It’s always amazed me that Jay’s enjoyed so much success despite having a brilliance driven so far from the mainstream by manias about marginalia, things barely perceptible to most. In that vein, he’s written a book about Matthias Buchinger, an eighteenth-century German magician whose unlikely success even outdoes Jay’s. 

Buchinger was a 29-inch tall phocomelic who lacked properly formed limbs yet managed to gain acclaim in a variety of fields: marksmanship, bowling, illustration, music, dance and micrography. The latter gift–the ability to write in incredibly small letters–is the basis of the book and a part of an exhibit at the Met.

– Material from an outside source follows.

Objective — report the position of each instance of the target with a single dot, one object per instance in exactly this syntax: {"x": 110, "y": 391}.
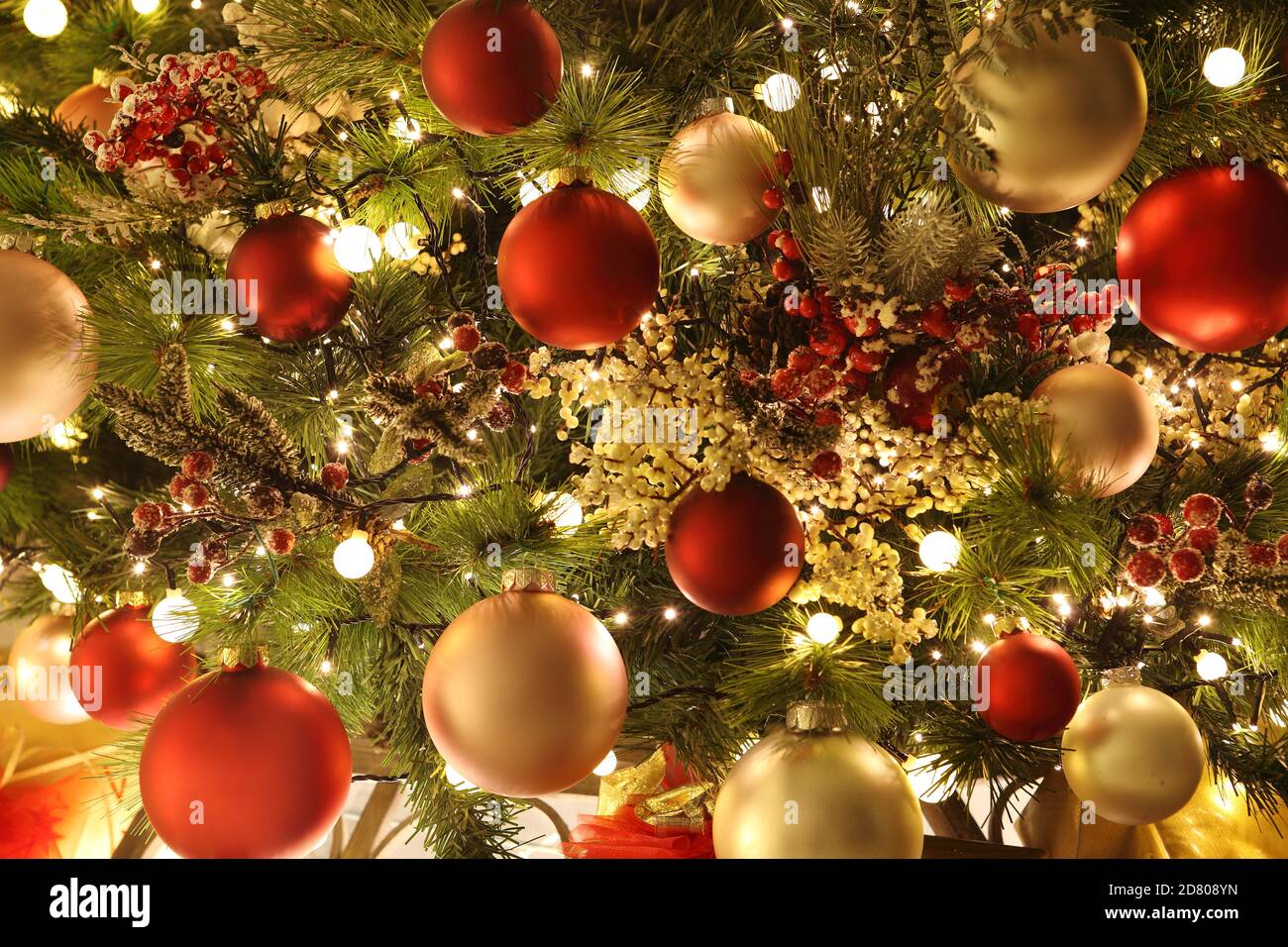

From Charles McGrath at the New York Times:

The magician Ricky Jay, considered by many the greatest sleight-of-hand artist alive, is also a scholar, a historian, a collector of curiosities. Master of a prose style that qualifies him as perhaps the last of the great 19th-century authors, he has written about oddities like cannonball catchers, poker-playing pigs, performing fleas and people who tame bees. But probably his most enduring interest is a fellow polymath, an 18th-century German named Matthias Buchinger.

Buchinger (1674-1739) was a magician and musician, a dancer, champion bowler and trick-shot artist and, most famously, a calligrapher specializing in micrography — handwriting so small it’s barely legible to the naked eye. His signature effect was to render locks of hair that, when examined closely, spelled out entire Psalms or books from the Bible. What made his feats even more remarkable is that Buchinger was born without hands or feet and was only 29 inches tall. Portraits show him standing on a cushion and wearing a sort of lampshade-like robe. Yet he married four times and had 14 children. Some people have suggested that he also had up to 70 mistresses, but Mr. Jay says that’s nonsense.

Mr. Jay, 67, has been studying Buchinger and collecting his work since he was in his 20s and has now written a book about him, just out from Siglio, with the mouthful of a title Matthias Buchinger: “The Greatest German Living,” by Ricky Jay, Whose Peregrinations in Search of the ‘Little Man of Nuremberg’ are Herein Revealed.